>>106977526
>Yes! This is our top priority on the TODO list. We are actively working on upgrading SVI to support Wan 2.2 and higher resolutions including 720p.

>PS: We’re collecting TODO suggestions! We want to better meet real user needs—if you have ideas, please share them in our Issues. Also, if you have great reference images and text prompts but lack the resources to run inference, leave them in an Issue and we’ll run the inference for you!

>Long-form generation: We tested 10-minute talking videos with absolutely no drifting issues

>Potential Issue 1: Slight color shift. This issue has two main causes:
>VAE encoding-decoding
rip

>Q4: Did you consider building upon the Self-Forcing series of works?
>Initially, we did want to build upon Self-Forcing, but several critical issues led us to abandon this approach:

>Different objectives: The Self-Forcing series is better suited for scenarios prioritizing real-time interaction (e.g., gaming), where visual quality does not need to reach cinematic standards. In contrast, our work focuses on story content creation, requiring higher standards for both content and visual quality.
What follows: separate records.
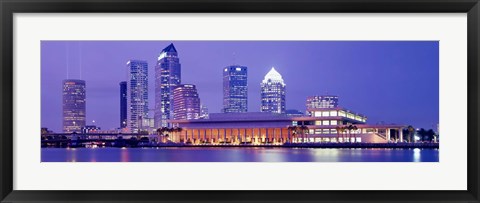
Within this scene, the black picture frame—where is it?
[0,0,480,202]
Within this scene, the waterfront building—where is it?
[260,67,286,113]
[200,104,208,119]
[170,107,405,145]
[306,95,338,109]
[173,84,200,120]
[120,81,128,128]
[82,125,100,133]
[127,60,148,133]
[154,44,181,128]
[285,109,305,117]
[62,79,86,133]
[222,65,248,113]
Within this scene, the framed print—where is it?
[0,0,480,202]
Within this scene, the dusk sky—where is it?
[41,41,439,132]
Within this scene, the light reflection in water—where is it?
[42,147,439,162]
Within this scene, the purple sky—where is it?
[41,41,439,132]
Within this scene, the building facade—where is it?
[306,95,338,109]
[120,81,128,128]
[260,67,286,113]
[127,60,148,133]
[62,79,86,133]
[173,84,200,120]
[170,108,405,145]
[154,44,181,128]
[200,104,209,119]
[222,65,248,113]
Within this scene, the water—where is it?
[42,147,439,162]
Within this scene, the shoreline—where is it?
[42,143,439,149]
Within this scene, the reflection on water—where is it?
[42,147,439,162]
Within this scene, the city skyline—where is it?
[42,41,438,130]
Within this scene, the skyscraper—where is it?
[306,95,338,109]
[173,84,200,120]
[260,67,286,113]
[200,104,209,119]
[222,65,248,113]
[154,44,181,128]
[120,81,128,128]
[63,79,86,133]
[127,60,148,133]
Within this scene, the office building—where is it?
[120,81,128,128]
[127,60,148,133]
[173,84,200,120]
[62,79,86,133]
[154,44,181,128]
[306,95,338,109]
[222,65,248,113]
[260,67,286,113]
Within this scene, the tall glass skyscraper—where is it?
[173,84,200,120]
[127,60,148,133]
[120,81,128,128]
[154,44,181,128]
[260,67,286,113]
[222,65,248,113]
[63,79,86,133]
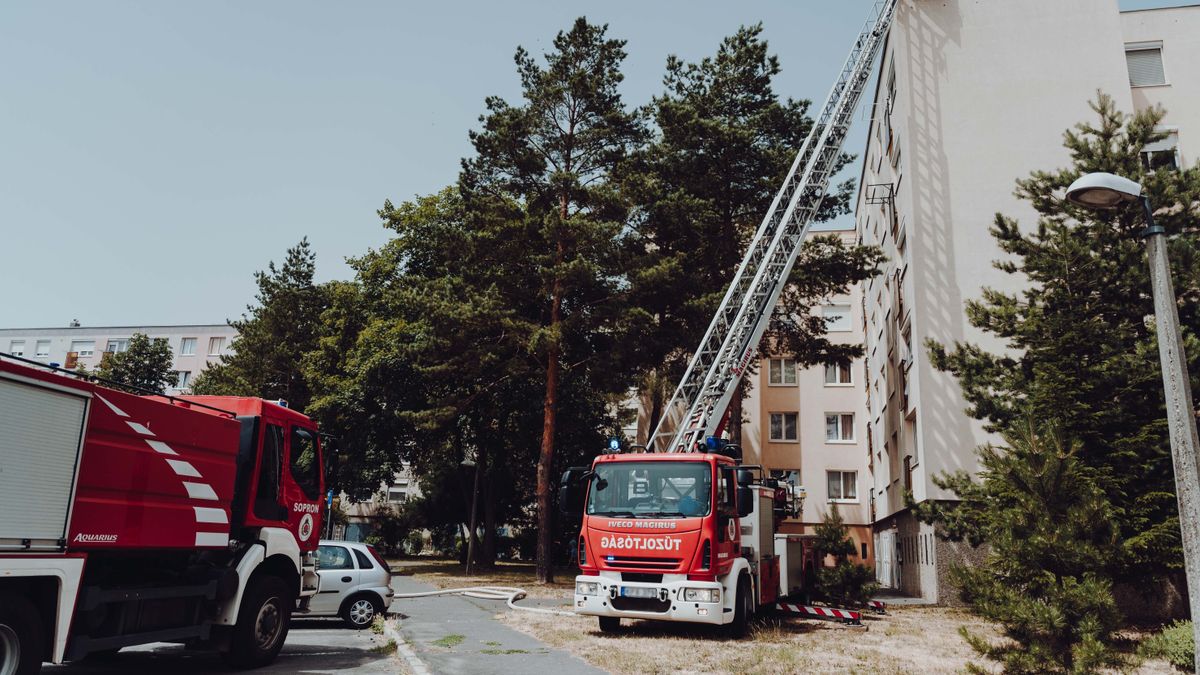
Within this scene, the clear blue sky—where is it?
[0,0,1186,327]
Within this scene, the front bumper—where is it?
[574,574,733,626]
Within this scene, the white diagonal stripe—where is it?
[95,394,130,417]
[196,532,229,546]
[125,422,154,436]
[146,438,179,455]
[184,480,217,502]
[167,459,203,478]
[192,507,229,525]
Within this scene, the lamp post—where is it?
[1067,173,1200,674]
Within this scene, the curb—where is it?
[383,617,432,675]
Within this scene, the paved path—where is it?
[43,619,402,675]
[391,577,604,675]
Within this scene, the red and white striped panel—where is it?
[779,603,863,623]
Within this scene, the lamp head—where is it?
[1067,173,1141,209]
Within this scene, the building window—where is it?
[826,471,858,502]
[770,412,799,442]
[71,340,96,357]
[1141,131,1180,171]
[1126,42,1166,86]
[767,359,796,384]
[826,362,854,386]
[821,305,850,333]
[826,412,854,443]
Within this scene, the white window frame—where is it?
[767,411,800,443]
[824,362,854,387]
[1126,40,1171,89]
[71,340,96,357]
[826,468,858,504]
[821,303,854,333]
[824,412,858,446]
[767,358,799,387]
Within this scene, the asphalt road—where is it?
[42,619,402,675]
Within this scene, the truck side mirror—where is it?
[558,466,590,518]
[738,486,754,518]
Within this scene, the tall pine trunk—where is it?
[538,216,566,584]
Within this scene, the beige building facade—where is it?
[856,0,1200,602]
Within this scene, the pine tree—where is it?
[192,238,328,411]
[925,418,1138,674]
[96,333,176,393]
[460,17,642,581]
[929,95,1200,580]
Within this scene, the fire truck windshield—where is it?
[588,461,713,518]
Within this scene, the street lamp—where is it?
[1067,173,1200,674]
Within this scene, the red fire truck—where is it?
[0,356,324,675]
[559,438,815,638]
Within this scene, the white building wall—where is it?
[0,323,238,394]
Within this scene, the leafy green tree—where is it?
[192,238,328,411]
[929,95,1200,580]
[923,418,1118,674]
[460,17,643,581]
[624,24,882,434]
[95,333,176,393]
[814,506,880,607]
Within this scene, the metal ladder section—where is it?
[648,0,898,452]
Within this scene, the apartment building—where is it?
[856,0,1200,602]
[742,225,875,565]
[0,322,238,394]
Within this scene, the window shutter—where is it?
[1126,48,1166,86]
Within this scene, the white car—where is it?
[302,540,396,629]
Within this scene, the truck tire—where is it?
[222,575,295,668]
[0,593,46,675]
[338,593,383,631]
[722,574,754,640]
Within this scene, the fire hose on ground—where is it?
[392,586,576,616]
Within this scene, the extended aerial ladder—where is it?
[648,0,898,452]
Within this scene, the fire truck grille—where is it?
[605,555,683,571]
[611,596,671,613]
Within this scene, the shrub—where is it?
[1138,621,1195,673]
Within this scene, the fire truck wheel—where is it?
[223,575,295,668]
[340,593,383,631]
[725,574,754,640]
[0,593,46,675]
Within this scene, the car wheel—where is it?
[0,593,46,675]
[222,577,295,668]
[341,596,380,631]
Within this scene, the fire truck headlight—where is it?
[683,589,721,603]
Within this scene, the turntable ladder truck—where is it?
[560,0,896,637]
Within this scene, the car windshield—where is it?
[588,461,713,518]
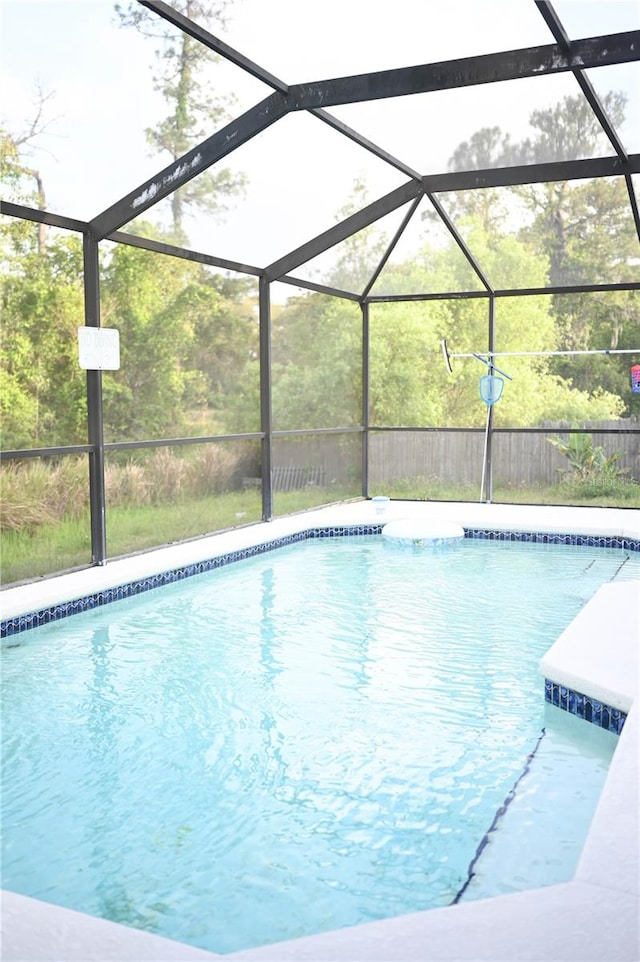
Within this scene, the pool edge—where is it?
[0,502,640,962]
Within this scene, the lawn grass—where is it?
[0,481,640,586]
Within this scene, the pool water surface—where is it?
[2,536,640,952]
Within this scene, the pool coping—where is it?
[0,501,640,962]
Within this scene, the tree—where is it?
[115,0,245,243]
[450,92,640,416]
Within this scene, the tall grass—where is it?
[0,444,640,584]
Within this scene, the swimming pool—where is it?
[3,524,633,951]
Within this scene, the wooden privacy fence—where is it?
[369,419,640,485]
[243,418,640,494]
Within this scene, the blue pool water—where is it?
[2,536,640,952]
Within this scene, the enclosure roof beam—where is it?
[624,174,640,242]
[536,0,627,160]
[0,200,89,234]
[362,194,422,300]
[289,30,640,110]
[89,92,290,240]
[427,192,493,294]
[265,180,423,281]
[106,231,262,277]
[90,25,640,240]
[265,154,640,282]
[138,0,289,94]
[422,154,640,193]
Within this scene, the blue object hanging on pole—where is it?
[480,374,504,407]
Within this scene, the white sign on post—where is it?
[78,327,120,371]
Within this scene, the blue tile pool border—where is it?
[0,522,640,638]
[544,678,627,735]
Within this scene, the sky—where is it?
[0,0,640,278]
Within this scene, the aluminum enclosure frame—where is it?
[0,0,640,564]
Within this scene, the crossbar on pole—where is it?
[440,338,640,373]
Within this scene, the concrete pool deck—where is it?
[0,501,640,962]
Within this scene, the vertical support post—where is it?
[259,276,273,521]
[360,301,369,498]
[83,234,107,565]
[484,294,496,504]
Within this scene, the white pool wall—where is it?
[0,501,640,962]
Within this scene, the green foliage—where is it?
[0,231,86,448]
[547,425,625,482]
[116,0,245,243]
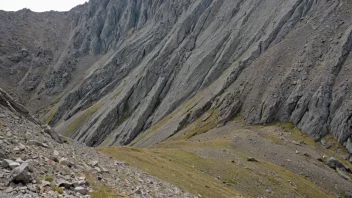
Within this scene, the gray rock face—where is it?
[0,0,352,152]
[10,162,33,184]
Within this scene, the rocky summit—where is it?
[0,0,352,197]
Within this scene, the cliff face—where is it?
[0,0,352,152]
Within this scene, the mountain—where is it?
[0,0,352,148]
[0,0,352,197]
[0,89,195,198]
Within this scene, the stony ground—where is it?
[98,115,352,198]
[0,105,194,198]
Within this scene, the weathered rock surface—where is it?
[0,90,195,198]
[0,0,352,153]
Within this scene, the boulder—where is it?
[346,138,352,154]
[9,162,21,169]
[27,140,49,148]
[75,186,89,195]
[326,157,348,171]
[1,159,14,168]
[247,157,258,162]
[9,162,33,184]
[59,158,72,166]
[57,179,73,189]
>Causal/Bidirectional considerations: Self-Forcing achieves frame-by-frame causality, whereas SVI operates at a clip-by-clip or chunk-by-chunk level of causality, with bidirectional processing within each clip. Since SVI targets film and video production, our design mirrors a director's workflow: directors repeatedly review clips in both forward and reverse to ensure quality. SVI maintains bidirectionality within each clip to emulate this process. Directors then seamlessly connect different clips along the temporal axis with causality consistency, which aligns with SVI's chunk-by-chunk causality. Intuitively, SVI's paradigm has unique advantages in end-to-end high-quality video content creation.